Updates: The Sundance Institute has a released a statement: "Bingham's many contributions to this community and business are indelible, and his legacy will not be soon forgotten."
Movieline's ST VanAirsdale remembers him as "supportive, insightful, broad-minded, funny and utterly devoted to films and the artists who made them. He will be mourned, missed, cherished and remembered for a long time to come. R.I.P., Bing."

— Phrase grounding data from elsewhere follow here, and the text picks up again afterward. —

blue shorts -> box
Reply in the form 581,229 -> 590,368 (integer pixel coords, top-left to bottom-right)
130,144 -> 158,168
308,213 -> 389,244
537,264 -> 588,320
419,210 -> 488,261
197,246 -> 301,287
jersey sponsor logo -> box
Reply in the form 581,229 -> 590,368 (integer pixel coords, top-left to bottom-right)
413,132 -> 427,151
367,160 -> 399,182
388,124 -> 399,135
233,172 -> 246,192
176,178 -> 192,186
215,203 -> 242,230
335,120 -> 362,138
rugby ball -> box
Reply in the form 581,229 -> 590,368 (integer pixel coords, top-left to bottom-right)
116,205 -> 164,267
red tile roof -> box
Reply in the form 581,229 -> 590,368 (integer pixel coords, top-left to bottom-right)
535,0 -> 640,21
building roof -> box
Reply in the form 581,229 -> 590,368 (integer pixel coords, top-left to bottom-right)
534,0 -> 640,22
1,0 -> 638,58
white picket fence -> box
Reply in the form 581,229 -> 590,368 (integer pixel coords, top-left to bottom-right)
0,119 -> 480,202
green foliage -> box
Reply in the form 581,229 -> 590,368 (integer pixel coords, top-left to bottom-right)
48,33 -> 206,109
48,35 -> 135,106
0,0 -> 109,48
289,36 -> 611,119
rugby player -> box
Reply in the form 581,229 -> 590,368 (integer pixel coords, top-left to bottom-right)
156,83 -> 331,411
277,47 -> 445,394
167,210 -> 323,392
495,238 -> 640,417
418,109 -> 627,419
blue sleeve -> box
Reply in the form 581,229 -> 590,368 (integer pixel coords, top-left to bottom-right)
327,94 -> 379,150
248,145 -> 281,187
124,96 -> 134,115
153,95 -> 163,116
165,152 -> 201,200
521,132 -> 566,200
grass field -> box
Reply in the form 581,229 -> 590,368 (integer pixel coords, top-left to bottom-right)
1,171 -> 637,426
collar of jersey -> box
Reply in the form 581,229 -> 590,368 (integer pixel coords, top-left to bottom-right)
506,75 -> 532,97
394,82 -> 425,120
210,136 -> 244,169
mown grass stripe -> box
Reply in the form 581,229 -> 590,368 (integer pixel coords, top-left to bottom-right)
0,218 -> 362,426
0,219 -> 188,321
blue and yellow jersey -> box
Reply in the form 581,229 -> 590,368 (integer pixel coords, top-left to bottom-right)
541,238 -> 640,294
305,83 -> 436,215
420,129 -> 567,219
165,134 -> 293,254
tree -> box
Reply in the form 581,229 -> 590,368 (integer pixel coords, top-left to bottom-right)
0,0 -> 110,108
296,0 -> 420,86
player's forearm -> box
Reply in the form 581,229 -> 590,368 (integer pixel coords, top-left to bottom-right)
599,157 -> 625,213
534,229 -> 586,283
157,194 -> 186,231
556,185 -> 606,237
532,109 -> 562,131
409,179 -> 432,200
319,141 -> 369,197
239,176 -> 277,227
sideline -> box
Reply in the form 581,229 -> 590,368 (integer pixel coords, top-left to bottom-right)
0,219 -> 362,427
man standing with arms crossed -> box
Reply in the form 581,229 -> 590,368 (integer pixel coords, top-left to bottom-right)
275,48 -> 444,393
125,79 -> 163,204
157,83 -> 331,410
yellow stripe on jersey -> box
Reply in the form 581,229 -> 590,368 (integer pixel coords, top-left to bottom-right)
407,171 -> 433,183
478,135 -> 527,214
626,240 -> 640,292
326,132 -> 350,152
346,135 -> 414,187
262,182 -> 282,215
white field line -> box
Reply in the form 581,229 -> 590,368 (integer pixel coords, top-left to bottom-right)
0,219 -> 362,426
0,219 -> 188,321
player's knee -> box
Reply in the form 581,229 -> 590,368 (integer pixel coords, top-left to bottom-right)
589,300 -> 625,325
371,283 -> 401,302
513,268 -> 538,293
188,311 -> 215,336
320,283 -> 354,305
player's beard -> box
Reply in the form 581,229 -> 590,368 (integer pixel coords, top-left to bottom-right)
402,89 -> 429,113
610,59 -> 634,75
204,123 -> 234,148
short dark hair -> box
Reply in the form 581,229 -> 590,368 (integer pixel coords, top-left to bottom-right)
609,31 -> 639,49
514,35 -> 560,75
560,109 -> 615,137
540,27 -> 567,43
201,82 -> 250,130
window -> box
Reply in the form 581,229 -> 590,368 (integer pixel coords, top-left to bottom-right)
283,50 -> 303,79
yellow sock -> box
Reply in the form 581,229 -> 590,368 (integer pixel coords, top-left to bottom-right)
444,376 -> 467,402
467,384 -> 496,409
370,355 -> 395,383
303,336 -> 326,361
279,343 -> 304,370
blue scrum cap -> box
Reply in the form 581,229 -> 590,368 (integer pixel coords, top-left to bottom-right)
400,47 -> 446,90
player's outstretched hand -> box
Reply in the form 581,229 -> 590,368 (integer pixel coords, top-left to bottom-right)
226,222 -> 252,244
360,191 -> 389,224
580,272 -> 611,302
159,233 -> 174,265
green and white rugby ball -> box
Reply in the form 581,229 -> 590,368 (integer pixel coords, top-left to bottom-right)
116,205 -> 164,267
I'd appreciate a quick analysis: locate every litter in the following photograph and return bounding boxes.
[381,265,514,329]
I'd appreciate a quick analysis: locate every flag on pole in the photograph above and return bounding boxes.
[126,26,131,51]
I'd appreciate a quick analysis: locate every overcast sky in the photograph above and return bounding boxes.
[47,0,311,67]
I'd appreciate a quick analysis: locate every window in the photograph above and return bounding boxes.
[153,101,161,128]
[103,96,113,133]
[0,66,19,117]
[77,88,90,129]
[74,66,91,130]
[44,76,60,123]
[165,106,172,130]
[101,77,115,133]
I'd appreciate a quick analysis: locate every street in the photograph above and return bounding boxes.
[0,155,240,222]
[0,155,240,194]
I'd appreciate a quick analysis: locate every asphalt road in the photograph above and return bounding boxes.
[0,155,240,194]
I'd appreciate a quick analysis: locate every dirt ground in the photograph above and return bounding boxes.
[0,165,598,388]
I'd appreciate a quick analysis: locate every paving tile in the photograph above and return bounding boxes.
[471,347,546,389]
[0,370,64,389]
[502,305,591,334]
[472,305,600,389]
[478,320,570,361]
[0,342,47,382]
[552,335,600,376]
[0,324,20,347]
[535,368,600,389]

"There will surely be memorials announced before the festival ends next Sunday," blogs the Boston Globe's Ty Burr from Sundance, "and I imagine there will be many, many glasses raised on Park City's Main Street tonight. He'll be missed, and I don't say that sentimentally. Ray was attending the Art House Convergence Conference when he was stricken, advising theater owners on how to bring the movies he loved to the audiences who might best appreciate them. In other words, he was in his prime and still making a difference. He will be missed."
"The Film Society of Lincoln Center mourns the loss of one of independent cinema's great leaders."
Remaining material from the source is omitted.